ひっそりと佇む吉祥寺の台所、絶品おかず【生揚げ煮】まるけん食堂

地元民から愛される絶品メニューがある。キャベツがぱりっと新鮮。漬け物はできる限り自家製。安い。女ひとりもOK。5条件を満たす定食屋を『東京の台所』の著者・大平一枝(おおだいらかずえ)が訪ね歩く。儲けはあるのか? 激安チェーン店が席巻するなか、なぜ地価の高い都会で頑張るのか? 絶滅危惧寸前の過酷な飲食業態、定食屋店主の踏ん張る心の内と支える客の物語。人気の街の片隅で地元の人々に愛される店を紹介する。

小さな驚きが続く店

 平日ながら祭りかというほど人だらけの吉祥寺サンロード商店街を抜け、五日市街道を渡ると、突然静かな住宅街になる。邸宅や洒落たマンションが続く路地をさらに進み、およそこの先に昭和34年開店の定食屋があるとは思えない閑静なエリアの一角に、まるけん食堂はある。


吉祥寺サンロード商店街。まるけんまではここから数分

 地図でわかっていても、本当にあるのかなと不安になるくらい小さな食堂はじつにひっそりと控えめに佇んでいる。

 間口は一間。サッシの引き戸を開けると、佐藤好美さんが一拍置いて穏やかな声で「いらっしゃいませ」と出迎える。厨房では弟の清治さんが静かに鍋を振っている。テーブルは8人掛け1、4人掛け1、2人掛け1の合計14席。「相席で、常連さん同士がすぐ仲良くなる」と好美さんは言うが、昼は客が適度な時間で入れ替わるので、ぎゅうぎゅうと隣り合うことはない。こじんまりとした店内に、常時客がひとつのテーブルに1人ずつ座っているイメージだ。8人掛けは、離れて2人座ることもある。


注文が入ってからイチから作るカツカレーは600円。納豆70円をトッピングする常連客

 頭上のテレビの音声が薄くかかっている。

 昭和63年に先代の父が建て替えた。最近もトイレを和式から洋式にするなど、小さな改装を重ねているのでレトロな印象はない。

 清潔でコンパクトで、慌ただしくない落ち着いた定食屋。それがまるけんの第一印象だ。最初は仕事の合間にひとりでふらりと寄ったが、壁に向かった2人席が妙に具合がいい。スマホのメールチェックも食事も、料理が来るまでの読書もひとり集中できる。好美さんが言う。

「あれはウチのカップル特等席なの。壁に向かっているから2人の世界に集中できるでしょ?」

 夜は21時まで。夕方から飲み客中心になる。ときには清治さんも会話に加わり、隣り合わせた者同士でおしゃべりが自然に始まる。
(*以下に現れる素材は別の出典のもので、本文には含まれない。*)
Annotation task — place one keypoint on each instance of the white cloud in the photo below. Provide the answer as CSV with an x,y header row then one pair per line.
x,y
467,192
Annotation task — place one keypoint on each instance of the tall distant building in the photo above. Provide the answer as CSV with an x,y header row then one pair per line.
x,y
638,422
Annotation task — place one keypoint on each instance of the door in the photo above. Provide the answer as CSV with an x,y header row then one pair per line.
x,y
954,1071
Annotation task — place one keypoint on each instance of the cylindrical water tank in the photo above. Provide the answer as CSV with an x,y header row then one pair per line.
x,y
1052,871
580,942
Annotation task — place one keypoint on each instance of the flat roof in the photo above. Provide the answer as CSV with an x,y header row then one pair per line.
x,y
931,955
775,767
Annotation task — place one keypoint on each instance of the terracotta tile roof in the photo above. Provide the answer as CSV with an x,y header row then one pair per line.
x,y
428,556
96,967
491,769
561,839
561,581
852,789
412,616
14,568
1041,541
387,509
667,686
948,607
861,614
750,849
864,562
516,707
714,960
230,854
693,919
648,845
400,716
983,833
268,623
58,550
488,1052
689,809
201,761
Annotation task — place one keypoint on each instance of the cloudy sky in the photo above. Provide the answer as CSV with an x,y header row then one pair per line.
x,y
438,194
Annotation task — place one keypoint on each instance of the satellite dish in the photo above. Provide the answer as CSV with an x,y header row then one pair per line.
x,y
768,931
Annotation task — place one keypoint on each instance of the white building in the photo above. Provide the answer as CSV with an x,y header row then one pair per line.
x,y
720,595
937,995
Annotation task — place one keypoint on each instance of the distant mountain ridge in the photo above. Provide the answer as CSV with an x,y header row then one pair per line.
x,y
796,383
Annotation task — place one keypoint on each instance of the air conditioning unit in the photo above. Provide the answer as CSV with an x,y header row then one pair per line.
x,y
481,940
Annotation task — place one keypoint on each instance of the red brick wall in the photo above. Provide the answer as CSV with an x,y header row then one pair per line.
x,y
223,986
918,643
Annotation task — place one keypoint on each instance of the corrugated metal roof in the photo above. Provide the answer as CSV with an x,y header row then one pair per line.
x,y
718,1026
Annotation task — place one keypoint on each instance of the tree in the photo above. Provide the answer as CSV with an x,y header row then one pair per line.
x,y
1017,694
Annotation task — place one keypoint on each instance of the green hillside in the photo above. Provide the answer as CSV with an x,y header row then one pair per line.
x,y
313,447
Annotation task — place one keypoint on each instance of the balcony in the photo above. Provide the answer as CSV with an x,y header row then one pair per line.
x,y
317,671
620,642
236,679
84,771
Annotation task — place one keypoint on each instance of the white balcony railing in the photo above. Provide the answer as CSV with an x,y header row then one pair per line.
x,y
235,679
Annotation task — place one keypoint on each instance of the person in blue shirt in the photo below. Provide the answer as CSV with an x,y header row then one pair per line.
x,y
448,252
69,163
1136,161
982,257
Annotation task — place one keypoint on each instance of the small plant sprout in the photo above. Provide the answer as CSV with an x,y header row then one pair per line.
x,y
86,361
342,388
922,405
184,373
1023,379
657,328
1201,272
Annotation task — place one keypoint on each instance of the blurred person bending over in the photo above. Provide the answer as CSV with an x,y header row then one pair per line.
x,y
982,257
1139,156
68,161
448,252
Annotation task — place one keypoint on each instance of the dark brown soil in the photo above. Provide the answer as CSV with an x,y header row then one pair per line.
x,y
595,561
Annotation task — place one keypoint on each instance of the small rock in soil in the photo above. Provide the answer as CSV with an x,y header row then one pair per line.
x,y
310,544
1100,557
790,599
 昼と夜。小さな空間だがふたつの顔を持ち、どちらもそれぞれにファンがいるらしい。


どの料理も210円を足すと定食になる。何種か組みあわせるのも楽しい

 立地。シンプルでコンパクトな作り。歴史。小さな驚きがたくさんあるが最大のそれは、なんといっても丁寧な料理からは想像もつかない劇的な安さだ。メニューの札をじっくり見てほしい。(話はそれるが、黒に手書きの料理名の札は、なぜあんなにおいしそうに感じられるのだろう。画像入りのタッチパネル式より100倍想像力をかきたてられる)


焼肉定食650円になめたけおろし100円を追加

 とんかつ定食530円、カレーライス480円。しらすおろし、なめたけおろしに至っては100円だ。この小さな1品料理がまたどれもおいしい。大根おろしの上にたっぷりのしらすやなめたけ。100円だからこれくらいでいいだろうという手抜きややましい気持ちが微塵もない。とんかつだけじゃ栄養に偏りがあるだろうから、大根もたっぷり食べてくれという店主の心意気がまっすぐ伝わる。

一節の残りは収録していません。